Many believe the Internet equals freedom of information. Recently, that has been less and less the case.
Maung Saung Kha, a 23-year old poet from Myanmar, was relieved last May to hear that he would be released from prison. On 24 May 2016, Mr Saung Kha was sentenced to six months in jail for defaming Myanmar’s former president Thein Sein, but because he had already spent six months behind bars, he was freed the same day.
His crime: posting a poem on Facebook in which a newlywed was baffled to see a tattoo featuring Myanmar’s former president on her husband’s genitals. The husband in the poem was Mr Saung Kha. In other parts of the world, such a poem would trigger a smile. But in Myanmar, authorities took this seriously. Using provisions on defamation from the telecommunications law, they justified imprisonment of the young bard in the Insein jail near Yangon, Myanmar’s capital city.
Mr Saung Kha thus became one of Myanmar’s first political prisoners to be sentenced since Nobel Peace Laureate Aung San Suu Kyi took power last April.
But Myanmar is not a singular case. Authorities worldwide are becoming increasingly averse to criticism in whatever form it may occur: poems, articles, jokes or petitions. Astonishingly, two-thirds of internet users live in countries where criticism of authorities is subject to censorship, according to Freedom of the Net 2016, a survey of internet freedom in 65 countries worldwide, run by Freedom House, a U.S. government funded NGO.
Social Media Allergy
Internet freedom has declined for the sixth year in a row, according to Freedom House. Increasingly, governments target social media and communication apps in their attempt to prevent the spread of information. In 24 of the 65 countries canvassed by Freedom House, the government impeded access to social media and apps. The countries covered in the Freedom House survey shelter 87% of the globe’s population.
In many cases, people are punished for petty offenses. A Facebook user in Lebanon was interrogated by the country’s cybercrime watchdog for criticizing a singer. Often, punishments are disproportionately severe. A Saudi was put behind bars for 10 years and received 2,000 lashes for spreading atheistic thoughts on Twitter.
Criticism or mockery of authorities has serious consequences. A pastor in Zimbabwe was arrested last July for criticizing the country’s leadership on YouTube. In Hungary, 17 people were charged with defamation simply for sharing a Facebook post about some allegedly illegal financial dealings of a mayor in a Hungarian town.
No Sensitive Issues, Please
Topics authorities are most allergic to include the LGBTI (Lesbian-Gay-Bisexual-Transgender-Intersex) community, political opposition, activism online and satire. Attempts to censor LGBTI-related content were observed in 18 countries ranging from failed states like Sudan to politically unstable regimes such as Azerbaijan and Turkey to stable democracies like South Korea. Political opposition is abhorred by authorities in 40% of the countries in the Freedom House survey.
Corruption is also among the sensitive topics that can lead to takedowns, blocking or arrests.
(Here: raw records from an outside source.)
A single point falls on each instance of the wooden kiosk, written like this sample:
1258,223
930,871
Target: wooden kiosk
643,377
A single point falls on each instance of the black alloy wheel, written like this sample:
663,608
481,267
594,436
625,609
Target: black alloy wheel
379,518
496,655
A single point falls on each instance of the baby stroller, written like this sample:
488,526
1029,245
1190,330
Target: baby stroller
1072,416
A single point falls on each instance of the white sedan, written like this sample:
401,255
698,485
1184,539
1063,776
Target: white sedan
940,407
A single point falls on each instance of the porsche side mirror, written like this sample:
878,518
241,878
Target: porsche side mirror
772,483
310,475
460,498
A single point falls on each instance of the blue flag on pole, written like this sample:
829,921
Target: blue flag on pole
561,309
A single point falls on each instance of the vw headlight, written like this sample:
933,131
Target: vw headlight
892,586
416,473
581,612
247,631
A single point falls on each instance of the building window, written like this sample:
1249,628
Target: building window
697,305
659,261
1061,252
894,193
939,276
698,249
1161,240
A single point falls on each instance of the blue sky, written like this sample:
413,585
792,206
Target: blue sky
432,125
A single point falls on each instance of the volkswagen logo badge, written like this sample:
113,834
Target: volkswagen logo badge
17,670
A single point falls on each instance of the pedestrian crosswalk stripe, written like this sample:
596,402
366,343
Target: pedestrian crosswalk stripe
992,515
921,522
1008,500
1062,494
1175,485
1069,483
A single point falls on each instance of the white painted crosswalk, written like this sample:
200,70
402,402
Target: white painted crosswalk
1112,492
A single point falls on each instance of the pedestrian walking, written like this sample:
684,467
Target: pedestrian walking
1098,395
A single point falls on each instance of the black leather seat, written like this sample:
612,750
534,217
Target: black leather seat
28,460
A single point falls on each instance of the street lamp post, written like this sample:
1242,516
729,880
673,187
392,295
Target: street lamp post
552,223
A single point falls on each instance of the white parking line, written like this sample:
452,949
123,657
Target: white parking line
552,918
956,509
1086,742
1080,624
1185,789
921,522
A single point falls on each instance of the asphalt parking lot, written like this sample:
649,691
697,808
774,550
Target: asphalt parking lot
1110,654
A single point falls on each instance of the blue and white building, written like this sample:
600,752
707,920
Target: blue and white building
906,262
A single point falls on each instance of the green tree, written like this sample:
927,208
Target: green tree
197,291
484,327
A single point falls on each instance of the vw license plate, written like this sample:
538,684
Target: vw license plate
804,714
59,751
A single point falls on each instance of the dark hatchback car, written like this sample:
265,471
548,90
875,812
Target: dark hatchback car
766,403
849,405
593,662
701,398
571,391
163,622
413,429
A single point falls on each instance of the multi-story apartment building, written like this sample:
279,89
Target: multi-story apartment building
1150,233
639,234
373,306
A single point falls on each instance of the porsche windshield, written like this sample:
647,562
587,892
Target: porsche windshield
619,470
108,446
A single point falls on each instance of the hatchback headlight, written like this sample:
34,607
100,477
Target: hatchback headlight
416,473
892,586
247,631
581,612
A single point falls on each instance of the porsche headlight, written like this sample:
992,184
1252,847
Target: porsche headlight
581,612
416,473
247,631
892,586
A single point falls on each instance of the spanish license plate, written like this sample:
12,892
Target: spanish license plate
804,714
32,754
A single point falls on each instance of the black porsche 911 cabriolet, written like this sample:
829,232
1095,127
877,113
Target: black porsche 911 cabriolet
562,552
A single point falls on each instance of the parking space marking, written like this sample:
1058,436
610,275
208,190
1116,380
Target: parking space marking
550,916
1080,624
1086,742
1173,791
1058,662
The Malaysian government went so far as to block an entire international content-sharing platform in a move to restrict access to information about a corruption scandal involving the country’s premier Najib Razak. Medium, a platform spawned by Twitter co-founder Evan Williams, was completely blocked there after some local websites that slammed Mr Razak began to publish their articles on Medium.
Most of the major investigative stories in the past five years were broken by groups and journalists whose work mainly circulates online. In Hungary, most investigations appear online. In a recent development, a team of reporters from the online news portal Index.hu broke a major story about widespread corruption in the government led by Viktor Orban. The investigative team worked for nearly a year on this story. Independent news organizations in Indonesia and the Philippines have increasingly been faced with content blocking online. The Southeast Asia Press Alliance (SEAPA), a Bangkok-based NGO, has documented a slew of internet media crackdowns in the region over the course of the past four years.
In China, as the government has stepped up efforts in recent years to clamp down on investigative journalism, reporters broke away with their news organizations and set up shops online. Veteran investigative reporter Luo Changping of the Caijing magazine turned to the internet to publish his investigations into dubious financial dealings of local officials. However, that cost him his job as editor at Caijing. China was declared by Freedom House “the year’s worst abuser of internet freedom.” President Xi Jinping’s information policy has led to dozens of prosecutions for online expression. Those spreading rumors online, for example, risk seven years in prison in China.
What the internet has been going through during the past six years is discomforting for freedom of expression activists, many of whom hoped the internet would become the main space for free speech. Instead, it is becoming a restricted space where authorities sanction people they decide are too outspoken.